Donald, the No. 2 player in the world, experienced the thunderous power of Twitter on Saturday evening. He issued a critical tweet to his nearly 300,000 followers about the newly redesigned 18th green at TPC Boston (‘Nothing quite like hitting my best shot of the day into the last and walking off with a bogie, (sic) what a terribly re-designed green’ #sourtaste). But then Donald tacked on two other entries that he said he’d fully intended to be private, and not for public consumption.
First he gave out his personal cellphone number; soon after, he called respected architect Gil Hanse, who oversaw the radical redesign of TPC Boston’s 18th green, a derogatory term. Once he realized what he’d done, Donald said he deleted the two entries as quickly as he could. However, they’d been out for several minutes, and the damage had been done.
“I made a mistake, unfortunately,” Donald said after shooting 1-under 70 on Sunday. ”I made an error. I sent a message that was not meant to go out on Twitter, and I take full responsibility. I realized it immediately, tried to delete it and tried to move on. Unfortunately it got caught up there, and such is life.
“I didn’t mean to put it out there, and I apologize to anyone I offended, especially Gil Hanse.”
Donald was 4 under for the tournament when he arrived at the 18th hole on Saturday, and knocked his second shot over the back of the green. His first chip ran off the front of the green; his next one came up short. Donald had to get up and down for bogey-6. The usually laid-back Englishman clearly was still angry with what transpired when he yanked open the door to the scoring trailer some 40 yards from the green.
Hanse, the architect commissioned to design the course that will host the 2016 Olympic Games in Rio de Janeiro, Brazil, and also hired by Donald Trump to toughen the famed Blue Monster at Doral, has been on property this weekend at TPC Boston. Donald said he’d yet to run into Hanse, but added that if he did, he would apologize to him personally.
Reached late Saturday at TPC Boston, Hanse knew about Donald’s public apology, but still was unaware exactly what Donald had written about him until a writer informed him.
Said Hanse: “He doesn’t have to apologize. I understand it was a personal message, that it was private.”

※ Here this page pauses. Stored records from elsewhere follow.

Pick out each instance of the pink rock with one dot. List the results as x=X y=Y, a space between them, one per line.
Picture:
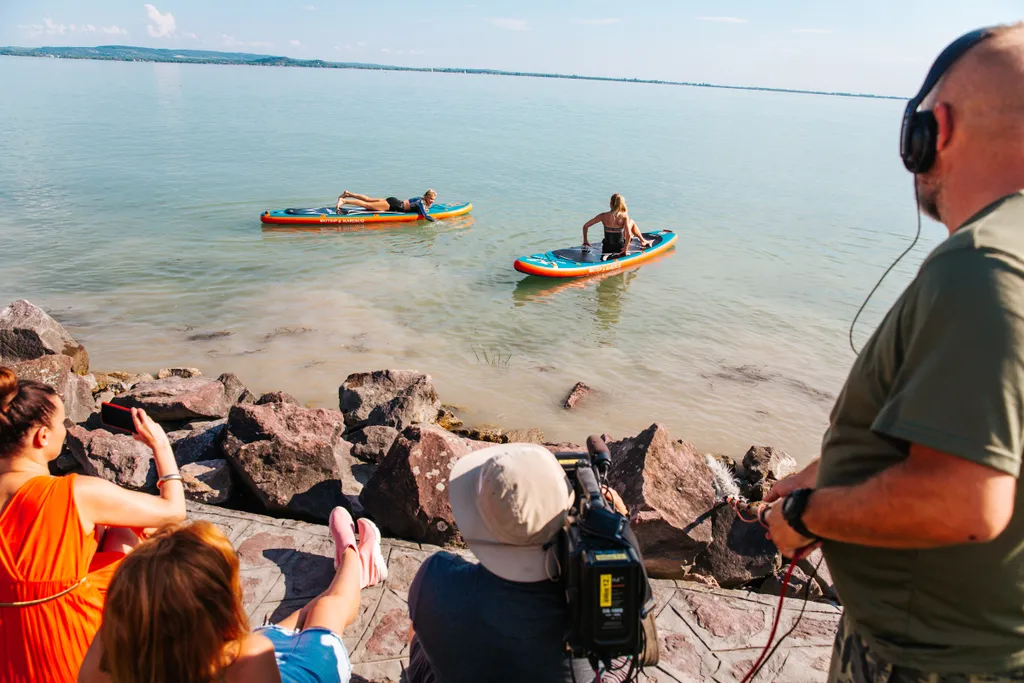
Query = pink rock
x=408 y=495
x=292 y=458
x=27 y=332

Donald said the two tweets that went out were intended to be direct messages to a single recipient, but it didn’t take long for him to realize that wasn’t the case. He said he was receiving so many calls he had to turn his cellphone off. He got a good deal of support in many voicemails from many of his followers.
“It was ringing pretty hard,” he said. “Probably a new number is in store for me. That’s what I deserve.”
Several celebrities and well-known athletes have abandoned Twitter after getting into damaging situations with what they’ve written. Donald wouldn’t go so far as to say he’s retiring when asked if this incident would curtail his Twitter career.
“Well, it’s certainly a powerful tool,” he said, “and you’ve got to be very aware of it. There’s a certain addiction to Twitter. It’s that constant update that everyone enjoys. . . . but probably wise if I took a little bit of a hiatus maybe.”
As for his thoughts on the 18th hole at TPC Boston, where the green was dramatically reduced and altered in a quest to add a little more excitement to the tournament’s finishing par-5 hole?
“I’m still not that keen on it,” Donald said.